So floh diese Familie während einer Fahrt von mehreren Stunden © Mattheu Barber, Syria Comment

Nordirak vor Bombardierungen: Augenzeugenbericht

Red. /  Im Kurdengebiet Iraks spielt sich eine schreckliche Tragödie ab. «Syria Comment» veröffentlichte einen Bericht vor Ort. (englisch)

Red. Im Folgenden übernimmt Infosperber einen glaubwürdigen Augenzeugenbericht aus dem Norden Iraks, den Matthew Barber am 8. August 2014 auf der unabhängigen Plattform Syria Comment von Professor Joshua Landis veröffentlicht hat.

Sinjar Was Only the Beginning
The calm is slowly unraveling in Kurdistan, and a growing, pervasive anxiety is beginning to afflict us all.

We know that the fighting between the Kurdish Peshmerga forces and the Islamic State jihadis continues to develop and move from place to place, but we’re never exactly sure what’s happening, where the fighting is occurring, or who has the upper hand. News—both local and international—has proved highly unreliable since this crisis began on Sunday.

If it’s not happening on your block, you probably don’t really know what’s going on.
The Case of Shariya
The Yazidi town of Shariya, located a few miles south of Dohuk, is a »collective village” created by Saddam Hussein during his Arabization program in the 1970s.
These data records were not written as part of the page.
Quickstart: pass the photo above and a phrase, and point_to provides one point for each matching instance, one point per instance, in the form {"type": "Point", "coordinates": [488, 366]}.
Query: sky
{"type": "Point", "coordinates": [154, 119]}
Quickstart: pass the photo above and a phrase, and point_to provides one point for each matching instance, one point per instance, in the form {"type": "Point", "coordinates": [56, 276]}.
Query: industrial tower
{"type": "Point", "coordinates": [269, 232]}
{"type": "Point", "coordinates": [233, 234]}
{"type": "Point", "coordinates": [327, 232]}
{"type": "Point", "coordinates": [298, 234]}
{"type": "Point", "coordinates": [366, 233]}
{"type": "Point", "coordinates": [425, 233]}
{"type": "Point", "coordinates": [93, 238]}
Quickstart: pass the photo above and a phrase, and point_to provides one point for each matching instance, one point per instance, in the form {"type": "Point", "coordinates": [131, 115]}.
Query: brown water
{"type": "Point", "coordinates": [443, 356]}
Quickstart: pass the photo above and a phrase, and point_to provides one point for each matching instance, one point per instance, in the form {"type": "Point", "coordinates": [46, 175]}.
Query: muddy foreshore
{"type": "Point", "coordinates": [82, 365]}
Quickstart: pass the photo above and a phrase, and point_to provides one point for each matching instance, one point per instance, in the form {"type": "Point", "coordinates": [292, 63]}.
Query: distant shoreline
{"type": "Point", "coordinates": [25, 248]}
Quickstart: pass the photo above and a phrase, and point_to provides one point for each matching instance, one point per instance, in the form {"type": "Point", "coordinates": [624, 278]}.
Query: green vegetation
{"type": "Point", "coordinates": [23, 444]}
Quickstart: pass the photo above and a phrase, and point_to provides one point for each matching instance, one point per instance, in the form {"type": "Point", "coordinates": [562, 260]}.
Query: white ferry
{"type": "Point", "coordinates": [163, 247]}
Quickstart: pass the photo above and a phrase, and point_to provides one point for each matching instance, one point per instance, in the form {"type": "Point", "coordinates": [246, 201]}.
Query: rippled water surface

Saddam bulldozed countless Yazidi towns until there was nothing left but gravel, and then forcibly moved their former inhabitants into collectives situated in locations that served his strategic interests. Shariya lies in the center of a valley ringed by hills, along the bases of which were originally a number of Yazidi villages. Saddam destroyed all of these villages (fearing that their proximity to the mountains would facilitate the harboring of Peshmerga fighters) and huddled all the villagers together in the center of the open plain between the mountains, where they would be much easier to keep an eye on.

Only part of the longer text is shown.